Invasive Species Compendium

Detailed coverage of invasive species threatening livelihoods and the environment worldwide

Abstract

Exotic arbuscular mycorrhizal fungi and native dark septate endophytes on the initial growth of Paspalum millegrana grass.

Abstract

Arbuscular mycorrhizal fungi (AMF) and dark septate endophytic fungi (DSE) promote increase in plant biomass, depending on the soil and climate conditions and the interactions with the host plant.
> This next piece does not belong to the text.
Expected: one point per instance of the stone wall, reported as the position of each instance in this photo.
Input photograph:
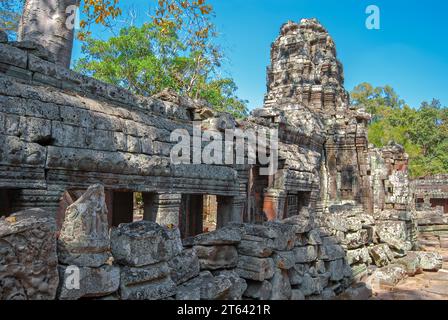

The objective of this study was to evaluate the interaction of exotic arbuscular mycorrhizal fungi and native DSE fungi on the initial growth of P. millegrana. A completely randomized experimental design comprising the Paspallum millegrana cutilvar with the following treatments: control -without AMF, and three exotic AMF isolates (UFLA351 - Rhizoglomus clarum, UFLA372 - Claroideoglomus etunicatum and UFLA401 - Acaulospora morrowiae), with four replications each. P. millegrana grass was colonized by exotic AMF by R. clarum (UFLA351, 11.9%), C. etunicatum (UFLA372, 39.6%), and A. morrowiae (UFLA401, 51.2%). P. millegrana was also colonized by native DSE fungi, but these did not interfere with the colonization by exotic AMF and plant development. P. millegrana is responsive to the inoculation of UFLAs isolates of exotic AMF, which may contribute to the grass growth and survival under field conditions. The process of surface disinfestation of seeds does not eliminate endophytic microorganisms, whose presence may influence plant colonization by AMF, as well as development of the host plant.